• De werkruimte rondom de machine moet veilig zijn. De eigenaar van de machine dient
de vereiste voorzorgsmaatregelen te nemen om de machine veilig te kunnen bedienen.
• Het is verboden om de machine te starten in een omgeving met explosiegevaar.
• De machine is zodanig ontworpen dat productie veilig is onder normale
omgevingsomstandigheden.
• De eigenaar van de machine moet controleren of de instructies in deze handleiding ook
daadwerkelijk worden opgevolgd.
• De aanwezige beveiligingen mogen niet worden verwijderd.
• De correcte bediening en veiligheid van het systeem kunnen alleen gegarandeerd
worden indien het aanbevolen onderhoud op tijd en juist wordt uitgevoerd.
• Als er werkzaamheden uitgevoerd moeten worden aan de machine, moet deze
losgekoppeld en geblokkeerd worden van de stroomvoorziening en, indien van
toepassing, van de lucht- en gastoevoer.
• Werk aan de elektrische installatie mag uitsluitend uitgevoerd worden door een
technisch expert.
• Verzeker door interne procedures en toezicht dat alle toepasselijke stroomvoorzieningen
zijn afgesloten.
• De machine mag niet gebruikt worden tijdens reiniging, inspectie, reparatie en
onderhoud en moet van de elektrische voeding losgekoppeld worden met behulp van de
stekker en/of hoofdschakelaar.
• Voer nooit laswerkzaamheden uit aan de machine zonder de kabelverbinding naar de
elektrische componenten eerst los te koppelen.
• Gebruik nooit de stroomvoorziening van de besturingskast om andere machines aan te
sluiten.
• Alle elektrische verbindingen moeten volgens het bedradingsschema op de
terminalstrips aangesloten zijn.
2.4
Waarschuwingen tijdens gebruik
• Controleer alvorens de machine op te starten of er geen werk wordt uitgevoerd aan de
installatie en of de machine klaar is voor gebruik.
• Onbevoegde personen mogen de machine niet bedienen.
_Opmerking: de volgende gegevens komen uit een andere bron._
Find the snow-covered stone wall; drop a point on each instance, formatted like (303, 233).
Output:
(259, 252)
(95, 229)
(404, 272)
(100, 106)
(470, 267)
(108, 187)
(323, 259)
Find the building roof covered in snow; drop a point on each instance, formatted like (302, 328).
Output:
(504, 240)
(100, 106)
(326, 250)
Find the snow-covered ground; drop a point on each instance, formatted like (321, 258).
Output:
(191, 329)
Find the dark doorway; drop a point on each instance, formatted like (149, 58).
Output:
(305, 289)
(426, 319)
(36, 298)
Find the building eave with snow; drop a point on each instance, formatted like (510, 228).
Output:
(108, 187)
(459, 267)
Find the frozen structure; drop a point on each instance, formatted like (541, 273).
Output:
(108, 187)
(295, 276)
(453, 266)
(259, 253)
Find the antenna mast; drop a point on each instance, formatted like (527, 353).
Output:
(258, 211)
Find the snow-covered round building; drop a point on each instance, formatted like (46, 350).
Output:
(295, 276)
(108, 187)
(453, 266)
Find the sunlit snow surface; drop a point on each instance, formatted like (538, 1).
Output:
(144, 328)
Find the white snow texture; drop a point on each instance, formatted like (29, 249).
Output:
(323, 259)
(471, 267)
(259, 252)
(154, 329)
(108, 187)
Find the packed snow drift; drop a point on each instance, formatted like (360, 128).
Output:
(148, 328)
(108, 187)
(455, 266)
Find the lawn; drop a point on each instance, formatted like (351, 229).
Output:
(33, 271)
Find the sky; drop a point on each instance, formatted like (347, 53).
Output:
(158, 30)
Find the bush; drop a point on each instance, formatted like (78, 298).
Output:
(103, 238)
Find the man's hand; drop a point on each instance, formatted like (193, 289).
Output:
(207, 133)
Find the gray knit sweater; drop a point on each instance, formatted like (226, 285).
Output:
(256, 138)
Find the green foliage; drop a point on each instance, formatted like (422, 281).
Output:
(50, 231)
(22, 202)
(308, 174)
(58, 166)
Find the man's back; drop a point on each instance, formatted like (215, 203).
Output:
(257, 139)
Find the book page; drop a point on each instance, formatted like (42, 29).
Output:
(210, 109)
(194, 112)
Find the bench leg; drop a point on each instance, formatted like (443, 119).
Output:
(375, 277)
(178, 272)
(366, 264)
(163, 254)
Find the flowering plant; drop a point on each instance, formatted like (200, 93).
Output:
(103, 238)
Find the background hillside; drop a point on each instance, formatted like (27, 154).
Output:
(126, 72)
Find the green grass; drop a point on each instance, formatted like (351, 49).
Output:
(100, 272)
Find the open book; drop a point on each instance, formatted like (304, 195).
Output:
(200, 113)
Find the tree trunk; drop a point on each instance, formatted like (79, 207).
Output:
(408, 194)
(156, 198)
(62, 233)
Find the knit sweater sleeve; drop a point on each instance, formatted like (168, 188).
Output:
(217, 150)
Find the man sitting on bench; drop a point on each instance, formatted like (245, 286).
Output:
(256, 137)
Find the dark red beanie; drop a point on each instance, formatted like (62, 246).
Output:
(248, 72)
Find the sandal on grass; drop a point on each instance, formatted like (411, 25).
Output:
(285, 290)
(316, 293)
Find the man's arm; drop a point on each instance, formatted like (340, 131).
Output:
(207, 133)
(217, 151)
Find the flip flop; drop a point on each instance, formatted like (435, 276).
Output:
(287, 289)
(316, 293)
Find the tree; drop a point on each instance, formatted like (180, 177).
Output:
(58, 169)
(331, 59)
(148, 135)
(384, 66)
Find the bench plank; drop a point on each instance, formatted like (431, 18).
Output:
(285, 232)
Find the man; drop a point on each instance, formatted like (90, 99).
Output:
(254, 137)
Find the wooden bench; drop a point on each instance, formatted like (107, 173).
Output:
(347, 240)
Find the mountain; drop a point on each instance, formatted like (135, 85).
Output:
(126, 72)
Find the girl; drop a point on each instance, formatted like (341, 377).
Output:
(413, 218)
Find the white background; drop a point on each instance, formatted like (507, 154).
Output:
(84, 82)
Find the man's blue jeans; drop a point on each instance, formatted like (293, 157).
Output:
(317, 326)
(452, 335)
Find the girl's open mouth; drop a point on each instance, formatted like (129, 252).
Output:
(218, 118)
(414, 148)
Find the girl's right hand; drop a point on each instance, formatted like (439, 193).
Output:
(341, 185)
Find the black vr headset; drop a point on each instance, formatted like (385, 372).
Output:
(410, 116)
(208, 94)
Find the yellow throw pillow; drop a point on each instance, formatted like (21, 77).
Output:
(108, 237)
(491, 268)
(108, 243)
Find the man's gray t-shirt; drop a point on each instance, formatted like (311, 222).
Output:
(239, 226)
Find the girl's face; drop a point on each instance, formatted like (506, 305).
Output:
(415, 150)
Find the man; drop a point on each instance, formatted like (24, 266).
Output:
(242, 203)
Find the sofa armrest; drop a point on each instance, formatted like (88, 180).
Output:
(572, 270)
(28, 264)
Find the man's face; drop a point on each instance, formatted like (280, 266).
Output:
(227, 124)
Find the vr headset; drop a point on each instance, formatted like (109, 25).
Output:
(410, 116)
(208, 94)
Dit dient door de
machinebediener(s) gecontroleerd te worden.
• Neem onmiddellijk contact op met de servicemonteur van uw technische afdeling of
dealer als er mogelijk iets niet in orde is, zoals ongebruikelijke trillingen of ongebruikelijk
geluid.
• Onderdelen van het sealsysteem kunnen hoge temperaturen bereiken. Aanraking met
deze onderdelen kan letsel veroorzaken.